Thursday, September 15, 2011

Why Michigan? Why not?

Go Blue...

During my senior year of college I had regular meetings with my unofficial life coach. My future, which had once seemed so clear and straight-forward, was now completely open-ended, and I just needed someone to talk things through with.

“What do you want to do?” he would ask me.

“Well, I think I want to edit books… in the long run…”

“Well, what is your number one concern?”

“I don’t want to move back to Eureka.”

This was my biggest fear. That I would get stuck. Don’t get me wrong; I love my hometown. I just think it would be a dead end for me. Not saying it’s that way for everyone; I have plenty of friends with great jobs and great lives in Eureka… I just don’t think I could really thrive there.

And so I applied to dozens of publishing jobs during my last semester of college. They were all over the place – New York, Boston, Chicago, Oregon, Florida, and I think I even applied to a couple in England and Australia.

My good friend Julianne and I had a dream of moving to New York together (okay, we still do). It was a simple plan, really:

1. Get jobs in New York.

2. Find an apartment.

3. Go out every weekend and mingle with wealthy businessmen.

I even looked at apartments in New York. “Let’s live near Central Park!” she suggested. It was a plan.

It was about March when, after not being contacted by a single company I had applied to (aside from the occasional “we have received your application” email), that I realized I wasn’t getting anywhere. I was technically qualified for all the jobs I applied to, but honestly, I didn’t have a chance with Simon & Schuster, Random House, McGraw Hill, Hearst Magazines… I was reaching for the stars, which is a good thing, but I had no real backup plan.

So May came, and it was time for graduation. When people asked me what I was doing with my life, I had to tell them the truth, which I had finally come to accept: “I’m moving back to Eureka for probably just a year. Going to work, save some money, then get a job, move somewhere…”

I put it off for as long as I could. After graduation I stayed in San Diego for another week. Then I stayed with Julianne in San Jose for a week and a half. Then after going to Eureka for a few days I went back to the Bay Area. I just didn’t want to admit to myself that I lived there now. I applied to a few jobs in Eureka, but I was spending so much time elsewhere that I didn’t invest much time into the job search.

A little over a month after my college graduation I was sitting at home with my friend Hannah, who was going to the University of Michigan for grad school in the fall. Half-jokingly, one of us said something about me looking for jobs in Ann Arbor. My laptop was right there, so I went onto a couple job boards and applied to a couple of editorial jobs.

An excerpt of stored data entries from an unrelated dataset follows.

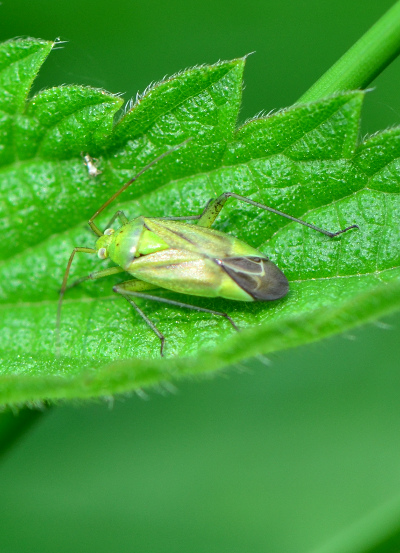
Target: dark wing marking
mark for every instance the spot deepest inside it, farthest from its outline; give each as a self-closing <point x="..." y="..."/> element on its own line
<point x="259" y="277"/>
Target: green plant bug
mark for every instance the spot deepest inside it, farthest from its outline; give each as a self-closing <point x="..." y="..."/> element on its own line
<point x="193" y="259"/>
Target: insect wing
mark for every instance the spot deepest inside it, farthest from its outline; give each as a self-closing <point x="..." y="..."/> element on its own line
<point x="259" y="277"/>
<point x="199" y="240"/>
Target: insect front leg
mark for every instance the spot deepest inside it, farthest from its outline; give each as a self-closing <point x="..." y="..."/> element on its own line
<point x="137" y="287"/>
<point x="214" y="207"/>
<point x="96" y="275"/>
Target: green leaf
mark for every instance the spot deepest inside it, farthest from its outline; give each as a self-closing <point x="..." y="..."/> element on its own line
<point x="304" y="160"/>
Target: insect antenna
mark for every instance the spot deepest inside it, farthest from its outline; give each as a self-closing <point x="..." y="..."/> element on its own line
<point x="127" y="184"/>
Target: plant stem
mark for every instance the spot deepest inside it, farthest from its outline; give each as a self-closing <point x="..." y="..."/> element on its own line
<point x="15" y="425"/>
<point x="359" y="66"/>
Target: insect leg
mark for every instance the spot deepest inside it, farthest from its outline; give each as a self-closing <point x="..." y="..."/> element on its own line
<point x="214" y="207"/>
<point x="121" y="216"/>
<point x="126" y="289"/>
<point x="96" y="275"/>
<point x="64" y="287"/>
<point x="136" y="287"/>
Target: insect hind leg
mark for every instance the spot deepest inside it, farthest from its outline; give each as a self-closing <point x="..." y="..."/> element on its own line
<point x="214" y="207"/>
<point x="137" y="287"/>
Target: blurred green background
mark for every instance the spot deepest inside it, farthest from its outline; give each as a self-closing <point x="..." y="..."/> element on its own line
<point x="272" y="456"/>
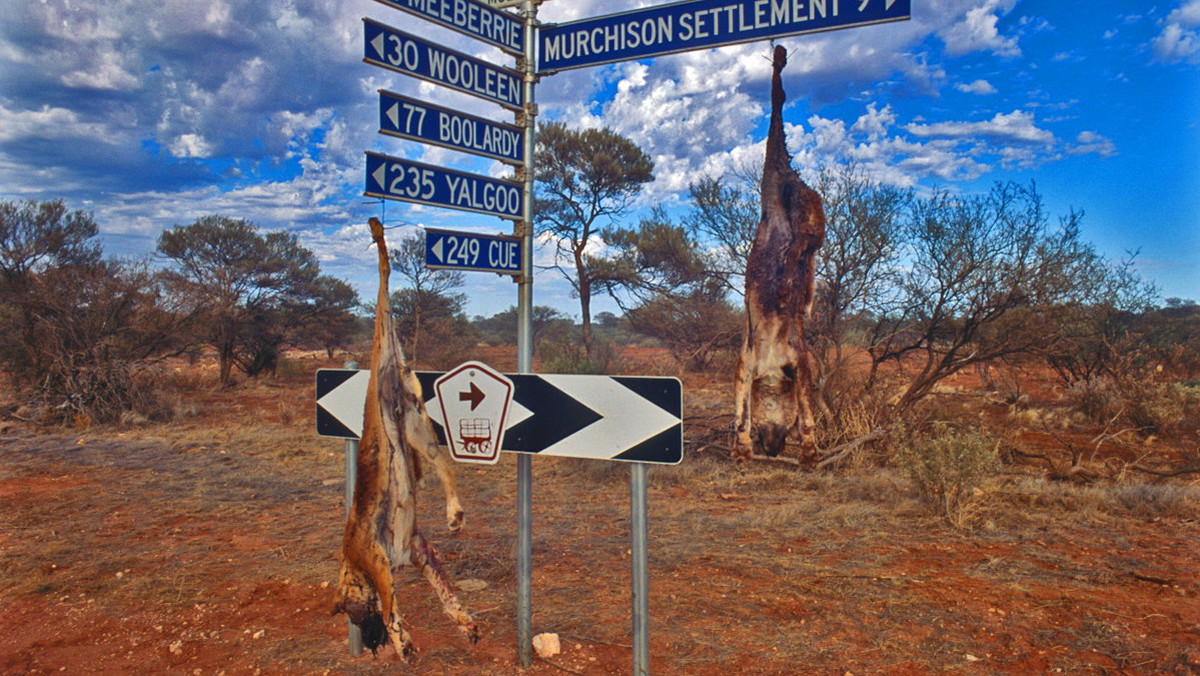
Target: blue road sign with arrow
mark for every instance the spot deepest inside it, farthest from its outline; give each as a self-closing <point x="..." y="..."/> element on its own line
<point x="448" y="250"/>
<point x="394" y="178"/>
<point x="397" y="51"/>
<point x="417" y="120"/>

The next day I left for Africa, and it was while on that mission trip that I really decided that I needed to move away from Eureka. I love new people and new places, and that is precisely what I cannot find in my hometown. So, on the drive back from the San Francisco airport, I told my parents: “I think I’m going to move to Michigan.”

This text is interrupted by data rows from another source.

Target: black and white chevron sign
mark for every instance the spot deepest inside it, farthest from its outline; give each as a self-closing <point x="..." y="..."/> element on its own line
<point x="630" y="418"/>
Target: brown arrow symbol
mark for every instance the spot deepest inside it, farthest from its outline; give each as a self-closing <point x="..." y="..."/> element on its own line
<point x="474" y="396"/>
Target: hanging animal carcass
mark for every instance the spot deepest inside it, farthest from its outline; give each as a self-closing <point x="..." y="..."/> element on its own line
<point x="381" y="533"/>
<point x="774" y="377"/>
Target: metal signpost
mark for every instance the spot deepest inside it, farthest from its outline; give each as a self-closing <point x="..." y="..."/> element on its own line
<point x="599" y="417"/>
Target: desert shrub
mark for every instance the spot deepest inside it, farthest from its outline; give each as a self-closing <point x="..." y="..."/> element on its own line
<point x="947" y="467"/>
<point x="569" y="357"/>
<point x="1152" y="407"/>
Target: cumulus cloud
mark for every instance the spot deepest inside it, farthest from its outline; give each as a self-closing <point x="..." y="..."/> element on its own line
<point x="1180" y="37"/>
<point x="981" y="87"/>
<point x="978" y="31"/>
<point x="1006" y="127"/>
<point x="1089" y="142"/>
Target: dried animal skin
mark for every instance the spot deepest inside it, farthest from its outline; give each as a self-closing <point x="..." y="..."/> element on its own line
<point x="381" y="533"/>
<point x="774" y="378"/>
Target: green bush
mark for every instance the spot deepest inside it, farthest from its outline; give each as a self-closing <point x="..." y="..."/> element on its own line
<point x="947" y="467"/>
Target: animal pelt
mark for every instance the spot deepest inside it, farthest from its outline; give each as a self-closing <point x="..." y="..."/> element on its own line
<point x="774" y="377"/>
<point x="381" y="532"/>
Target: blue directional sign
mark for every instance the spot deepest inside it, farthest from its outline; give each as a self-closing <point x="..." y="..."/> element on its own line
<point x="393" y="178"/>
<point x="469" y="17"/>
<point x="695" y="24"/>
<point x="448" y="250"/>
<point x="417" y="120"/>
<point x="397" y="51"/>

A week later I had a room in a house. I signed the lease and began searching for jobs. Before I arrived in Michigan, I had three job interviews lined up. The first one, at a café a few blocks away from my house, was less than 12 hours after I arrived in Ann Arbor.

So now I have a new home. I’m in a house with new roommates, in a city with new faces, and I work at a café with people who have become my new friends. It’s an adventure. It may not be my typical adventure, but it’s still new and exciting… and I really think that life isn’t about your circumstances—whether you live in San Diego or Ann Arbor, whether you’re an editorial assistant for Random House or a barista at Glass House Café, you get out of life whatever you put into it.